Uncovered by Google Project Zero researcher Felix Wilhelm, the security flaw centers on the external ‘credential helper’ programs that are used by Git to store and retrieve passwords and other credentials from secure storage furnished by the operating system.
While the exfiltration of credentials marks this as a potentially high-impact vulnerability (CVE-2020-5260), it has yet to be assigned a CVSS score.
Injecting unintended values
In a post on the Chromium blog, Wilhelm, senior information security engineer at Google Project Zero, outlined his discovery that attackers could use specially-crafted URLs containing an encoded newline to inject unintended values into the credential helper protocol stream.
The credential helper consequently retrieves the password from one server for an HTTP request issued to another host – which duly receives the credentials.
The CVE entry for this bug suggests that systems which automatically clone URLs that are invisible to the user – like Git submodules or Git-optimized package systems – are the most likely vectors.
Disclosure and patches
The newline injection vulnerability was flagged to the Git Project on March 9 and was due for public disclosure on June 7, in line with Google’s 90-day public disclosure policy.
Patches remedying the flaw were issued on April 14 – a little over a month after disclosure – in versions going back to 2.17.x.
Changes can be further backported by applying commit 9a6bbee, according to Wilhelm, since “the full release includes extra checks for git fsck”, which he said was sufficient to protect clients against the vulnerability.
Wilhelm’s post includes a proof of concept for GitHub.com, which hosts Git repositories and is Git’s most popular credential source.
However, this attack could be executed using any two hosts, courtesy of an absence of constraints on their relationship, indicated Wilhelm.

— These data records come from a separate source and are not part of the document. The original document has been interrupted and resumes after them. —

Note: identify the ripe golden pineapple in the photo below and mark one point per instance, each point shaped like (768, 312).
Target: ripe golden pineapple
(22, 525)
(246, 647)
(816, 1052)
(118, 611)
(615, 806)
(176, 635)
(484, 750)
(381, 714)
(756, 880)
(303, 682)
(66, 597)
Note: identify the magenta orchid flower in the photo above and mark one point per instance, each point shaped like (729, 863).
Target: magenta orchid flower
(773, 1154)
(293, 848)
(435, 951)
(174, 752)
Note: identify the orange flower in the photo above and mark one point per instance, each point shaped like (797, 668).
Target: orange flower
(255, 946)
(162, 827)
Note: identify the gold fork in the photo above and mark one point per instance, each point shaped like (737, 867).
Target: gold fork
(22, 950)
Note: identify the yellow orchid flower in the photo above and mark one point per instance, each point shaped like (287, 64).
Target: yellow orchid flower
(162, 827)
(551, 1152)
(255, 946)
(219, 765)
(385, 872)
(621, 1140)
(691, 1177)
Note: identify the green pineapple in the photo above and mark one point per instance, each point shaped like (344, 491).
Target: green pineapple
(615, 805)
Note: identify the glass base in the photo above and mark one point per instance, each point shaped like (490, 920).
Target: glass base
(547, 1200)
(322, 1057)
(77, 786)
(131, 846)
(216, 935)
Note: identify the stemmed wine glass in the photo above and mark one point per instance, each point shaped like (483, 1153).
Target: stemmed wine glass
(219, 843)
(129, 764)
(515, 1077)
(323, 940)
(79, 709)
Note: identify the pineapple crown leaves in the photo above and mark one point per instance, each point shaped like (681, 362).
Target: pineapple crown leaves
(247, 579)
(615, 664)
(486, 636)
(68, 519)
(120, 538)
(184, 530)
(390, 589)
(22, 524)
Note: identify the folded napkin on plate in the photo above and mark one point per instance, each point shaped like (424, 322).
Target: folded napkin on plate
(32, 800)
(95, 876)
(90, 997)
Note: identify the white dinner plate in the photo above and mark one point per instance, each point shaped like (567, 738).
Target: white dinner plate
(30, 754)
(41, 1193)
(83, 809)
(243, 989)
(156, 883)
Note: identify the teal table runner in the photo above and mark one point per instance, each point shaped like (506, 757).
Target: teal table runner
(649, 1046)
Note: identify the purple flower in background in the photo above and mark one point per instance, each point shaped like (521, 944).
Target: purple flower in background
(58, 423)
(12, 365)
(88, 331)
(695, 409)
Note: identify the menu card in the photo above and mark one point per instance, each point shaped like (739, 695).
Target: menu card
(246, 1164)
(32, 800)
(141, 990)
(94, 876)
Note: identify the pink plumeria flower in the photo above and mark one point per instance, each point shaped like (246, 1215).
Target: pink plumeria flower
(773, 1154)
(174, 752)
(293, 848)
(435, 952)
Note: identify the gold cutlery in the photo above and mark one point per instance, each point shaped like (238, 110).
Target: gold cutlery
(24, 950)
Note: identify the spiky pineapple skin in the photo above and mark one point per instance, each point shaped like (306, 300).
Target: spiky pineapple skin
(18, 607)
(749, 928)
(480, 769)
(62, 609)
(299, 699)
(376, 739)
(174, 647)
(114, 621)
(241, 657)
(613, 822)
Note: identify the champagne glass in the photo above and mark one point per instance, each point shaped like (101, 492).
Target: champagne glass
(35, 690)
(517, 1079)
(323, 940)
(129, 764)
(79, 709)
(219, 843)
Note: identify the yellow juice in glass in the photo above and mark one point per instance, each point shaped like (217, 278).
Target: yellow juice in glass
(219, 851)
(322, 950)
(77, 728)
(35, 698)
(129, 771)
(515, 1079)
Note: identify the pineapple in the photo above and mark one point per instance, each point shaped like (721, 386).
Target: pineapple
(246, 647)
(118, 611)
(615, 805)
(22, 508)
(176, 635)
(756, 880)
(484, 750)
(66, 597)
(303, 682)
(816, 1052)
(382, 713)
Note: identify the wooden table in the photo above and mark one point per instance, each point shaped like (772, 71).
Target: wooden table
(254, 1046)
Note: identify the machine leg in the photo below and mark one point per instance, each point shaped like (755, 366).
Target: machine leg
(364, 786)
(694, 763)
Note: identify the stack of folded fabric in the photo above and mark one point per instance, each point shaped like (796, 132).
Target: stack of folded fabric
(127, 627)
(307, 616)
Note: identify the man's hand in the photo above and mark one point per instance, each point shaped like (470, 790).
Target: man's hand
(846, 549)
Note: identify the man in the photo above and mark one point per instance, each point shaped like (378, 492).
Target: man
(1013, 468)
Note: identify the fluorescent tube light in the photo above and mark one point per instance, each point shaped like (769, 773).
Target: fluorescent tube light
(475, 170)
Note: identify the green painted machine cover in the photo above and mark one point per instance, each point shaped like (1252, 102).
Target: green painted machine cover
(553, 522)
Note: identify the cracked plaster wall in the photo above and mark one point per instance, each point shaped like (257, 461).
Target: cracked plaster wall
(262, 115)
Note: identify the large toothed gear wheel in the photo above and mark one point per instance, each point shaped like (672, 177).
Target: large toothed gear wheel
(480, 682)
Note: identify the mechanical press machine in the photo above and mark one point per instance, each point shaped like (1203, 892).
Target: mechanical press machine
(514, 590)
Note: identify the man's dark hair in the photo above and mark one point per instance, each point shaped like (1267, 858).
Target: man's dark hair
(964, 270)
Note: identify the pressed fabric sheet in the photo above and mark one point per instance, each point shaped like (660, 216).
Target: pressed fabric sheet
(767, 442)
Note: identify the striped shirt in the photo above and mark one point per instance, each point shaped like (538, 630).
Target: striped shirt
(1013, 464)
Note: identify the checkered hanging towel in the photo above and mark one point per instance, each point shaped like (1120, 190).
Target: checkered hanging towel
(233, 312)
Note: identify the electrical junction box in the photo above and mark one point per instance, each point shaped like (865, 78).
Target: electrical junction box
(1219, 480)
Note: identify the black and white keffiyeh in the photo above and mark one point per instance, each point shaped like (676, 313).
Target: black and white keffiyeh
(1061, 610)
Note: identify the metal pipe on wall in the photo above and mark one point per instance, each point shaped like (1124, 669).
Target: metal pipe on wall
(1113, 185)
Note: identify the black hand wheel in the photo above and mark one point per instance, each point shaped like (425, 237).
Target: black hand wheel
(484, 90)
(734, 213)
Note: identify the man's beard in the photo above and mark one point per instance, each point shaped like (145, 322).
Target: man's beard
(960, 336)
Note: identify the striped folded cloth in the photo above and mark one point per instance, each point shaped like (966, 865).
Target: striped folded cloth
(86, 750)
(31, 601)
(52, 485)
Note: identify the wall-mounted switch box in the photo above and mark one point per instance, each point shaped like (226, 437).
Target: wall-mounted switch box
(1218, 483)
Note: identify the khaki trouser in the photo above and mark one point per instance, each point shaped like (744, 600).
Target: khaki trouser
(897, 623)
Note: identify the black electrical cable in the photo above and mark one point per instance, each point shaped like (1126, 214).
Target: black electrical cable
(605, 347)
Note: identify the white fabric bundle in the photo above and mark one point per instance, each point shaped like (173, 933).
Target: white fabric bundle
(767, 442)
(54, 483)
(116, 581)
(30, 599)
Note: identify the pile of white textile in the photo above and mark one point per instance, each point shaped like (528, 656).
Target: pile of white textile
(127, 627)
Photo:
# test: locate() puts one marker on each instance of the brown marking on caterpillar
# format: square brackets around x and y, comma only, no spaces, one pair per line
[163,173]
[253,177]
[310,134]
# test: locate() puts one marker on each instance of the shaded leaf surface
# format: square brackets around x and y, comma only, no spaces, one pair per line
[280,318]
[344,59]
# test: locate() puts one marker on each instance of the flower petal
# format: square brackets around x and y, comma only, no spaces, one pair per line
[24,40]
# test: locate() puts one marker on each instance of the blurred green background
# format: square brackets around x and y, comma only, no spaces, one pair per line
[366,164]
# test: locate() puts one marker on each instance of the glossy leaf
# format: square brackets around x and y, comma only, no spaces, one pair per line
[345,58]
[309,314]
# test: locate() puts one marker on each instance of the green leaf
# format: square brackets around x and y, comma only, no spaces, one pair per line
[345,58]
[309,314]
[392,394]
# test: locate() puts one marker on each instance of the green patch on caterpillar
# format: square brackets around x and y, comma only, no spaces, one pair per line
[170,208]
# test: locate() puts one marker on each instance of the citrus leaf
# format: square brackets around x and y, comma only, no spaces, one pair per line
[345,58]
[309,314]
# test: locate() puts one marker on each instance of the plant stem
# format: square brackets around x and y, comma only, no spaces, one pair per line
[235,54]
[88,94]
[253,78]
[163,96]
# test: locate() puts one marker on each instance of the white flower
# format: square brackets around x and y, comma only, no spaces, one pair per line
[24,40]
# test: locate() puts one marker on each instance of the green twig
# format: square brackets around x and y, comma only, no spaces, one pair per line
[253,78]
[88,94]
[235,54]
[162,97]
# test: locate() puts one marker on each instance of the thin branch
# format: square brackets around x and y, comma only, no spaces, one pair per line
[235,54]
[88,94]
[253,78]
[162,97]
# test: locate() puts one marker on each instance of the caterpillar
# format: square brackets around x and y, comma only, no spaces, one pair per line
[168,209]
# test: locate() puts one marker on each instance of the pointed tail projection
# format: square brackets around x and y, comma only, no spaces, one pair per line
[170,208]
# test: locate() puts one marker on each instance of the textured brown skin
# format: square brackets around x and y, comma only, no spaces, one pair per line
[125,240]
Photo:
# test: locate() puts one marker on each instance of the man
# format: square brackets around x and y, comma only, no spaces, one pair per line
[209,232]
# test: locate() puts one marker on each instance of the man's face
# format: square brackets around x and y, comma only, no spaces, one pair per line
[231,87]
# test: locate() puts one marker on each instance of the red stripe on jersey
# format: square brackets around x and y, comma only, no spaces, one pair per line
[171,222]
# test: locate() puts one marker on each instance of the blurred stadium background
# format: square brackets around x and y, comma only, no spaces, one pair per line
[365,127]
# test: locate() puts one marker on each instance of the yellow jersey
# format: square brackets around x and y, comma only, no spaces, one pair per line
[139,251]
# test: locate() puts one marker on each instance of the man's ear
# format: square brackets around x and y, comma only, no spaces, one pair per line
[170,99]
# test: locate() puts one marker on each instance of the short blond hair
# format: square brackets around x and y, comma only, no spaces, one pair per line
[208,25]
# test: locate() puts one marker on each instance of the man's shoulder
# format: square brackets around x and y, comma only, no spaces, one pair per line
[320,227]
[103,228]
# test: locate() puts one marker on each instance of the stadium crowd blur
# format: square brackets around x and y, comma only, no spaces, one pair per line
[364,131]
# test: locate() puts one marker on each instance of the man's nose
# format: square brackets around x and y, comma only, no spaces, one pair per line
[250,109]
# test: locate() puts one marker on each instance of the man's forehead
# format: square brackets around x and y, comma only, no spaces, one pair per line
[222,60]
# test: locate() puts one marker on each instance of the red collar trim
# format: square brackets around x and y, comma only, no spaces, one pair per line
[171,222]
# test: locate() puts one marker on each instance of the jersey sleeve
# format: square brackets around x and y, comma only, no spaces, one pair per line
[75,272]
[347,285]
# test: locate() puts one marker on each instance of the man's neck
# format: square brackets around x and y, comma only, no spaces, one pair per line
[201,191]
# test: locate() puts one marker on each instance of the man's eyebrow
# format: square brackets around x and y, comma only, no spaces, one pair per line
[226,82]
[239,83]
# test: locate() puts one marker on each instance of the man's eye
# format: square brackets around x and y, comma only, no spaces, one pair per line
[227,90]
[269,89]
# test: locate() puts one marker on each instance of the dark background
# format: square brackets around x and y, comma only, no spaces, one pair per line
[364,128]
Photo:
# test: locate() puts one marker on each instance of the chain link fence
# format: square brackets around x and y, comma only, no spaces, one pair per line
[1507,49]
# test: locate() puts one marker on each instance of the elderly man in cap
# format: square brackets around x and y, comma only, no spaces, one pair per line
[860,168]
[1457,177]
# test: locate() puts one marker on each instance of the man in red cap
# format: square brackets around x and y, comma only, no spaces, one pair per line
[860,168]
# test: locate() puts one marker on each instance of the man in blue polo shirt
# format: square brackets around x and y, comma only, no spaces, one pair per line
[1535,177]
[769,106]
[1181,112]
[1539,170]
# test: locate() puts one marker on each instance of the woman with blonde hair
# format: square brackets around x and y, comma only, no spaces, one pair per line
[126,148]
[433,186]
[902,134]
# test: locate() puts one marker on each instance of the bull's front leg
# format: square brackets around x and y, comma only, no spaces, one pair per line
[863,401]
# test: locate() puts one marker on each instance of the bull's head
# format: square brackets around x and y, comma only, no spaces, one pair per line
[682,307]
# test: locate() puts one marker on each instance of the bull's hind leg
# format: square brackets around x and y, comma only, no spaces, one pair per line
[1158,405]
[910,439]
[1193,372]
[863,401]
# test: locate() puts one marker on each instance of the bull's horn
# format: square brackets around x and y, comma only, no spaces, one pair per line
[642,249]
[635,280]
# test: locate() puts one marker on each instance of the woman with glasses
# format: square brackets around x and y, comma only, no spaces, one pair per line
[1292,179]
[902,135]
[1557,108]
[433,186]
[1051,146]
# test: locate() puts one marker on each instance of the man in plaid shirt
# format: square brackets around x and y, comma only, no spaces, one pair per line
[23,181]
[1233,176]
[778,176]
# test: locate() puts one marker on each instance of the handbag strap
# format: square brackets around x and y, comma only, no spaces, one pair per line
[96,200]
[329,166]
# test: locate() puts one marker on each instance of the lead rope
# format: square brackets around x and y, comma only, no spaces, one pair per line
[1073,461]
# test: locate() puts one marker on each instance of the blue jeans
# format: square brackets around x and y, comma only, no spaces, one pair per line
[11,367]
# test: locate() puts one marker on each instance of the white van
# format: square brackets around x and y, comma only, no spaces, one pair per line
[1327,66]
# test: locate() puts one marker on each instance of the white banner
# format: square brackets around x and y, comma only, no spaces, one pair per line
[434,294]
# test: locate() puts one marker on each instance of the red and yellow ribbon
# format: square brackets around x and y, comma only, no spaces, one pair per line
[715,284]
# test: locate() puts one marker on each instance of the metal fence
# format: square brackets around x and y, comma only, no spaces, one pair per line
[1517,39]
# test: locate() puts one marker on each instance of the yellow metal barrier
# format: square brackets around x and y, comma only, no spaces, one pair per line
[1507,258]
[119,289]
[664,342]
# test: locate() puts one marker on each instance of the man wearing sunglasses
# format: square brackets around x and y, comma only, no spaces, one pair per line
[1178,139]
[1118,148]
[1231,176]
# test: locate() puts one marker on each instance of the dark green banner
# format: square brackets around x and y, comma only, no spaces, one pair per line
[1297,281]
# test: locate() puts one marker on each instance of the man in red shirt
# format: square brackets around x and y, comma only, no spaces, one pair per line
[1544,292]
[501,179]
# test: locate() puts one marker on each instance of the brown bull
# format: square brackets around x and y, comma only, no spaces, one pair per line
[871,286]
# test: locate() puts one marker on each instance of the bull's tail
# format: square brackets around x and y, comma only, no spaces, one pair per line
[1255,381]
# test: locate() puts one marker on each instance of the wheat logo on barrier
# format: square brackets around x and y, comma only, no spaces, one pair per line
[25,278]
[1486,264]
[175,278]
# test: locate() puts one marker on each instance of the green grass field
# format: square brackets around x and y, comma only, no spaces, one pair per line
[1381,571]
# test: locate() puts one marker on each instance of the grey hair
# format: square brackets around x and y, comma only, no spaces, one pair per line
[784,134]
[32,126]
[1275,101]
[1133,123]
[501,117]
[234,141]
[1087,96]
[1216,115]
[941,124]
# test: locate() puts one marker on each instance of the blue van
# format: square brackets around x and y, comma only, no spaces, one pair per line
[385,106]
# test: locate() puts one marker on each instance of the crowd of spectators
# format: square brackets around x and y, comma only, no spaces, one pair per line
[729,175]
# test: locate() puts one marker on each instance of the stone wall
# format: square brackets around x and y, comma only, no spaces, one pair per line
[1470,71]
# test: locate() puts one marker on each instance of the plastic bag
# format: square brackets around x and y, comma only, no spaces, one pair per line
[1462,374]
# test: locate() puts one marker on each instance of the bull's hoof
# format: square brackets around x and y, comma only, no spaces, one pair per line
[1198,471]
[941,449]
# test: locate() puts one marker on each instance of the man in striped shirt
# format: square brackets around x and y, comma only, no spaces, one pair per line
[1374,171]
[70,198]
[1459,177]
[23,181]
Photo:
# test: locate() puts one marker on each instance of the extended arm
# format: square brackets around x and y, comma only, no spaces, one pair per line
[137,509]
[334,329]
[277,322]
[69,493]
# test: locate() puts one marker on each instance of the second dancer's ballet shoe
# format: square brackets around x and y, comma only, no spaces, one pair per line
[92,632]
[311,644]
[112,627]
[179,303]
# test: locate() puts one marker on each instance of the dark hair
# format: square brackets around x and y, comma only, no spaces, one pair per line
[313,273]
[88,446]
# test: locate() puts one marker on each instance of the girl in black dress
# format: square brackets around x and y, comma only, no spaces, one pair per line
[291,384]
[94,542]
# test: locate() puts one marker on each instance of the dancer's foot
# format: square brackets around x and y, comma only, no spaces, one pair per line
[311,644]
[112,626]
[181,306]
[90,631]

The researcher also offered a quick, secure fix whereby the credential_from_url rejects newline characters and is rewritten to depend on libcurl directly.
A spokesperson for the Git Project urged users to upgrade to the latest version.
They also confirmed to The Daily Swig that the disclosure process unfolded as normal: the vulnerability was disclosed to the closed git-security mailing list, comprising “developers with relatively high familiarity with the entire codebase” and those “responsible for managing binary packaging of the software to various distributions.”
Once a fix was prepared, reviewed, and agreed they arranged “coordinated disclosure and release among distro people and other stakeholders.
“As the fix itself was relatively straight-forward, the time it took between the initial contact and the release was spent mostly to wait for the slowest participant in the coordinated disclosure process.”
The Daily Swig has also contacted Wilhelm for comment.
This article was updated on April 15 with comment from the Git Project.